In September 2016, London & Colonial was acquired by Isle of Man-based financial services business STM Group for £5.4 million.
In the same month, Wensley Mackay was acquired by platform provider Praemium.
Also last September, Mattioli Woods acquired pension administration firm MC Trustees, which had £400 million of assets, for £2.2 million.
Just the beginning
It is easy to conclude that this spate of consolidation was driven by regulatory change. But this is incorrect.
PS14/12 accelerated the demise of unsustainable ‘mom and pop’ Sipp operations. These small businesses, often family run, lack the management structure to grow in a competitive and highly regulated market. Their demise is a good thing. But we have not seen the end of consolidation in the Sipp market.
There are indications that some providers are still having a difficult time post-PS14/12. At least three Sipp providers have failed the Financial Conduct Authority (FCA) capital adequacy requirements and 14 firms wrongly reported their capital to the regulator.
Our latest Sipp financial stability report for 2017, titled ‘Life After PS14/12’ and written in conjunction with industry veteran John Moret, benchmarks the top 16 bespoke Sipp providers, who together account for more than 90% of the non-insured bespoke Sipp market.

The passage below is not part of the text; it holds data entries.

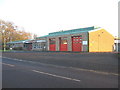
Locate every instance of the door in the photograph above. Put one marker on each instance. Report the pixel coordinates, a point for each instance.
(77, 43)
(63, 44)
(52, 45)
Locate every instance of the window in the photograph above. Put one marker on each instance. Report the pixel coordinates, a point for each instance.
(63, 40)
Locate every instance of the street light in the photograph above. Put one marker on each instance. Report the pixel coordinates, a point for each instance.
(4, 35)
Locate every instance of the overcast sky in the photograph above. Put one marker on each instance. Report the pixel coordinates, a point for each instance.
(44, 16)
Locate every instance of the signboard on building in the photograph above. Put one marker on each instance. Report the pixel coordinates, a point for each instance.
(84, 42)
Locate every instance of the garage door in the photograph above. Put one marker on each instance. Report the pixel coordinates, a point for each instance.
(63, 44)
(52, 44)
(77, 43)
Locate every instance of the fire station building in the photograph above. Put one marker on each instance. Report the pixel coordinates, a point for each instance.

The report shows that, a year after PS14/12, the industry is set to unravel under the regulatory spotlight. The effect of the FCA crackdown on providers’ retained interest is starting to feed through to the bottom line.
Since 2013 the regulator has required providers to treat retained interest on cash accounts as a charge and take it into account in projections and projected charges in the same way as any other product charge.

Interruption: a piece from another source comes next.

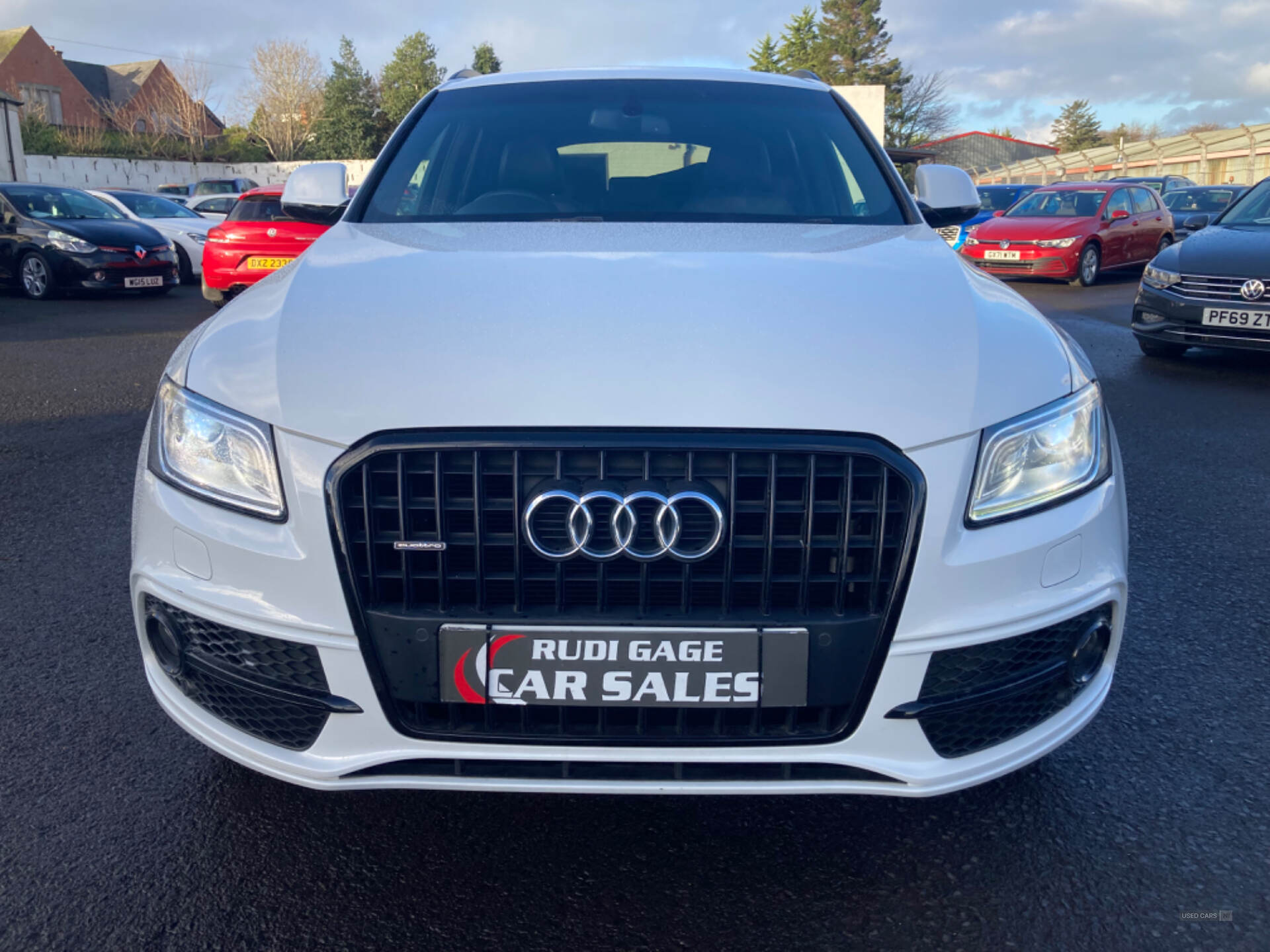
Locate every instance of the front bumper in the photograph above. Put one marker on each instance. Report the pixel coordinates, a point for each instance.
(1033, 262)
(968, 587)
(1184, 323)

However, in its consultation paper CP15/30, the FCA stated that some providers were not following these rules and thus charge comparisons between providers could be misleading. Subsequently, in PS16/12, the regulator confirmed that, from April 2017, Sipp-retained interest charges should be included in projections and charges information.

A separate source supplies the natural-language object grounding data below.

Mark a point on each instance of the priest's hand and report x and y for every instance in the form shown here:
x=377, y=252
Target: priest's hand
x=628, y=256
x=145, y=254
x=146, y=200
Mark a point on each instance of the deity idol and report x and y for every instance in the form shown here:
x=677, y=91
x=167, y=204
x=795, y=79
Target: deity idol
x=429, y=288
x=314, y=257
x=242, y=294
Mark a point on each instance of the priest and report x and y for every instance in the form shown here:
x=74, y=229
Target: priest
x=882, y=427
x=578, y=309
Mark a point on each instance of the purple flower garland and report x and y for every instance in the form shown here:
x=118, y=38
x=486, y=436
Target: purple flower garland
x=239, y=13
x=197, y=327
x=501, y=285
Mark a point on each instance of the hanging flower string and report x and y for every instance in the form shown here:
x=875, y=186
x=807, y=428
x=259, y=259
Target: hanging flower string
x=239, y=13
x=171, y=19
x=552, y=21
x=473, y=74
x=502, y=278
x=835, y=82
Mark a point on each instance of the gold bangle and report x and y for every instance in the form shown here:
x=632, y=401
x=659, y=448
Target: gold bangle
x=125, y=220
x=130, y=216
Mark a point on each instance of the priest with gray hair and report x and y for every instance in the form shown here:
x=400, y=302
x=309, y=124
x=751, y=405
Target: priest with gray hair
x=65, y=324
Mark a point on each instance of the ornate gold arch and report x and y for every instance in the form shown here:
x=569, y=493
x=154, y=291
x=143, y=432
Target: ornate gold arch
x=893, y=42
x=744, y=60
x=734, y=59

On the one hand, Sipp providers are better capitalised than they have ever been. Collectively, Sipp providers reported a total pre-tax profit of £40.3 million on their revenue of £227 million, a profit margin of 18% for the year ending 2016.
But significant risks persist. Potential legal claims in relation to poor investment advice and failed investments pose risks to some providers.
One example of a problematic investment that has entered the public domain is Elysian Fuels, where the value of shareholdings has apparently been cut to zero. James Hay has confirmed some of its clients have invested a total of £55 million in this investment and it is known that several other Sipp providers have clients holding this investment.
The regulator expects due diligence to be done. Clients deserve it, and your business is better for it.
Abraham Okusanya is director of FinalytiQ.